Fifty years later, it is clear that this struggle for a quality education was just as important as the right to vote. In the midst of the violence that summer, young people still in middle and high school joined the frontlines of the Civil Rights Movement. They participated in marches and demonstrations. They served time in jail. But the story of the Freedom Schools and the struggle for educational quality was relegated to the back pages of the New York Times.
If the civil rights revolution was to succeed, organizers reasoned, African Americans still in their teens had to be properly educated. As more than 2,000 college students from across the country volunteered to register voters, a select minority opted to teach in 41 “Freedom Schools”—alternative middle and high schools that taught the art of resistance and the strategies of protest.
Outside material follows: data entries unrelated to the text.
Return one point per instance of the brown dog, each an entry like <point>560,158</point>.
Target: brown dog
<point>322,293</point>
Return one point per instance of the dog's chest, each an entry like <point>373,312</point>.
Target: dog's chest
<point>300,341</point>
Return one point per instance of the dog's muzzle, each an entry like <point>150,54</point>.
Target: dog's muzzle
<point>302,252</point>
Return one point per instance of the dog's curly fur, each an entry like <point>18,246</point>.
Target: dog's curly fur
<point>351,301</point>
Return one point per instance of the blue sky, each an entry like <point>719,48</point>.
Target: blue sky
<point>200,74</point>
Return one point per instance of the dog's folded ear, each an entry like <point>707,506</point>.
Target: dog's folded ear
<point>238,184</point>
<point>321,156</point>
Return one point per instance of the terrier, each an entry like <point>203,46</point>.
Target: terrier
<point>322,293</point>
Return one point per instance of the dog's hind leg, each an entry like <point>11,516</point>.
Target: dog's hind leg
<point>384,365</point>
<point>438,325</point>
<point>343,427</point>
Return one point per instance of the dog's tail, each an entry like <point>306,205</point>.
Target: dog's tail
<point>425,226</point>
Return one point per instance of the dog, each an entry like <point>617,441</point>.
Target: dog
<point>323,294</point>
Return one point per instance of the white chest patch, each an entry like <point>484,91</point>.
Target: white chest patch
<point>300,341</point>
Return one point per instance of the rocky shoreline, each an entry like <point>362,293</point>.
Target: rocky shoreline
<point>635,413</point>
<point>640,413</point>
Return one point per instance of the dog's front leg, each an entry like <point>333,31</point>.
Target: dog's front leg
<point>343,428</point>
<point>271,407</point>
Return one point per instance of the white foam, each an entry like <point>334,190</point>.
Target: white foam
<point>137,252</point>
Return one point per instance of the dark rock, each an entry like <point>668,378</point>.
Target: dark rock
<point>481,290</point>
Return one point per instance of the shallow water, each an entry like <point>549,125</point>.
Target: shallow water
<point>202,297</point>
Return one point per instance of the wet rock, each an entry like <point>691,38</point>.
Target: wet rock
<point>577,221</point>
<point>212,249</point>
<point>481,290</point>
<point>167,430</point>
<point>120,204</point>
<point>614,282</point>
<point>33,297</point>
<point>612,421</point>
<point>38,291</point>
The United Federation of Teachers in New York sent the largest contingent of teachers, and over 2,500 students were ready to greet them.
The Freedom Schools raised questions about the very nature of American democracy—in particular, how to provide a quality education to all citizens, a still-unrealized promise that had been embedded in the monumental Brown v. Board of Education decision (1954). In 1964, a small yet vocal number of African American students opted to boycott the public schools altogether. They questioned the logic of entering white classrooms that had reacted violently to desegregation orders. For students who boycotted their public schools, Freedom Schools served as a replacement for conventional classrooms.
Other Freedom School students remained in their segregated schools once the summer was over but demanded improvements. They insisted that white educators include African American history and literature in the curriculum. They pushed back against the goals of vocational education that typically defined black education and made it clear that they wanted preparation for college. Through it all, political consciousness remained paramount. When Freedom School students were suspended for wearing “One Man, One Vote” buttons in the Delta, students walked out and shut down the school. The court case that followed was used as precedent in Tinker v. Des Moines (1969), which protected students’ right to free speech.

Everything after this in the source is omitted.